Vous partez pour 2 mois, allez-vous vivre en solitaire ?
Oui totalement. On va faire le plein des réserves avant parce que là-bas il n'y a rien, pas d'eau ni d'électricité, ni de chauffage, ou d'aménagement. Il y a juste une maison avec quelques pièces délabrées où l'on peut s'installer, mais il faut amener au moins le mobilier de base : lit, chaise, table. On est quand même dans des conditions extrêmement précaires.
Pouvez-vous être contacté sur place, avez-vous des moyens de communication ?
On va les installer, mais oui, il y aura une liaison satellite qui me permettra de faire le point à des périodes prévues, ou qui sont en train d'être organisées.
La période d'octobre et novembre est-elle liée au planning nécessaire pour la mise en place de l'opération ?
Non c'est un choix volontaire. C'est une mauvaise période, mais ça permet de connaître Tévennec dans ce qu'on appelle l'enfer. Quand il y a du mauvais temps, les vagues passent par-dessus le toit de la maison. C'est pour être au cœur de l'évènement, une chose que les anciens gardiens, de la fin du 19e et jusque dans les années 1900 ont connu. J'aimerais m'inscrire dans cette lignée, très modestement, et vivre ce qu'ils ont vécu.
On a des photos du gros temps qui ont été faites à Tévennec, mais elles ont été prises par hélicoptère. Personne n'a immortalisé la scène depuis la terrasse ou à maison ou n'a décrit ce qu'elle voit, ce qu'elle entend, ce qu'elle ressent.
Il faut y être et je vais donc avoir les impressions des gardiens comme en 1900 et surtout je vais prendre des photos ou des vidéos que personne ne peut faire puisqu'il faut y être.
Côté sécurité, comme ça se passe en cas de forte houle ou de tempête ?
Il faut faire très attention. Il y a une petite terrasse autour de la maison et ça s'arrête là. Il ne faut pas sortir autour. De toute façon en cas de gros temps, il faut rester dans la maison. Les vagues passent au-dessus de la maison et inondent la terrasse, en transportant des rochers. C'est dangereux. Il ne faudrait pas perdre la vie avec des bêtises de ce genre.

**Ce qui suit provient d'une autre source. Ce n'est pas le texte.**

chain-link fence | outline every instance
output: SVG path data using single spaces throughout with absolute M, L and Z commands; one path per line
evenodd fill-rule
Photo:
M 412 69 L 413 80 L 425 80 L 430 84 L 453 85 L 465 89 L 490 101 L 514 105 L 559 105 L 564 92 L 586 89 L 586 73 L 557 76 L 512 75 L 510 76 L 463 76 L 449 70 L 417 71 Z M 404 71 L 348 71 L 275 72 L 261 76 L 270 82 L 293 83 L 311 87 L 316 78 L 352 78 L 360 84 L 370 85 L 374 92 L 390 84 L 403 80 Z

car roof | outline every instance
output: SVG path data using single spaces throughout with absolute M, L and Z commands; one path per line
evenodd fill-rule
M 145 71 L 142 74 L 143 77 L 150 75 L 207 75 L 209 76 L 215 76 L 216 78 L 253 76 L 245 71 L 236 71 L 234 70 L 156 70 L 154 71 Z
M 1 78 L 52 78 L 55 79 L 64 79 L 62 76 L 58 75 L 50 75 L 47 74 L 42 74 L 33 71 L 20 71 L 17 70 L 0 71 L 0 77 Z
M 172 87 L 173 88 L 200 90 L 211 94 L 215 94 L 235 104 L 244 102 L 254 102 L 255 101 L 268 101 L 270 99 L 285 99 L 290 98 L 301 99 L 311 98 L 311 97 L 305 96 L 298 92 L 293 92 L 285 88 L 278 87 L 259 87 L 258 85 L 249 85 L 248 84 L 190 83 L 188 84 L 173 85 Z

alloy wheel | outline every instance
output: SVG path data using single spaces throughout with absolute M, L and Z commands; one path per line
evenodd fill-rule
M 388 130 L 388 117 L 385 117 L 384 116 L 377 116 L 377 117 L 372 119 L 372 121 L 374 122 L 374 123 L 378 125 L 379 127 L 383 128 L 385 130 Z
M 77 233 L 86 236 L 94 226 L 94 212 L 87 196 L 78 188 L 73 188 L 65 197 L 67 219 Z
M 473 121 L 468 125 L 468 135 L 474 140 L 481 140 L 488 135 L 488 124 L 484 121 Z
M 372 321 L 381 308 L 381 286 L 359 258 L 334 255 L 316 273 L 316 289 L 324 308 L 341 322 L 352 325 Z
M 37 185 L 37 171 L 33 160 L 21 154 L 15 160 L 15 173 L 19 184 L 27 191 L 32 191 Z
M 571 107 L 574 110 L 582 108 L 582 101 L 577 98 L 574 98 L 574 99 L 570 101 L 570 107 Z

On reste dans une aventure humaine, technique, mais aussi physique, géographique ou maritime. On n'est jamais à l'abri du très gros coup de temps ou de l'imprévu. Il ne faut pas oublier qu'en 100 ans le toit de Tévennec s'est envolé 3 fois, arraché par une vague. Alors je ne sais pas si ça aura lieu quand je serais à l'intérieur, mais c'est déjà arrivé et le toit n'est pas dans un très bon état. Il ne faut pas oublier que je suis sur un phare, situé au ras des flots, tout peut arriver. La maison tient depuis 140 ans, mais il y a eu plusieurs gardiens morts ou balayés par la mer.
La seule chose qui a changé c'est qu'aujourd'hui, en cas de problèmes, on utilise la VHF et l'hélicoptère est là dans la demi-heure. Les méthodes d'intervention sont radicalement différentes.
Avez-vous pensé à l'éventualité que vous ne vous sentiez pas bien sur ce phare ?
Ça reste dans le faisable évidemment, mais je suis plutôt d'un naturel déterminé. Et j'ai longtemps navigué à la voile, dans des conditions pas toujours faciles donc j'ai un peu d'expérience, mais je reste modeste. Ce n'est pas une aventure, qui à priori m'effraie, mais qui conserve bien sûr ses difficultés dont je mesure une partie, probablement pas tout.
Enfin physiquement et mentalement je pense être à 93 %, après il y a toujours une part d'inconnu. Mais je me sens prêt, la solitude et la détermination ne sont pas quelque chose qui m'effraie. Je ne suis pas du genre à craquer après je ne dis pas que je ne craquerai pas parce que les conditions extrêmes je ne les connais pas. C'est aussi en restant modeste et attentif qu'on passe à travers les épreuves.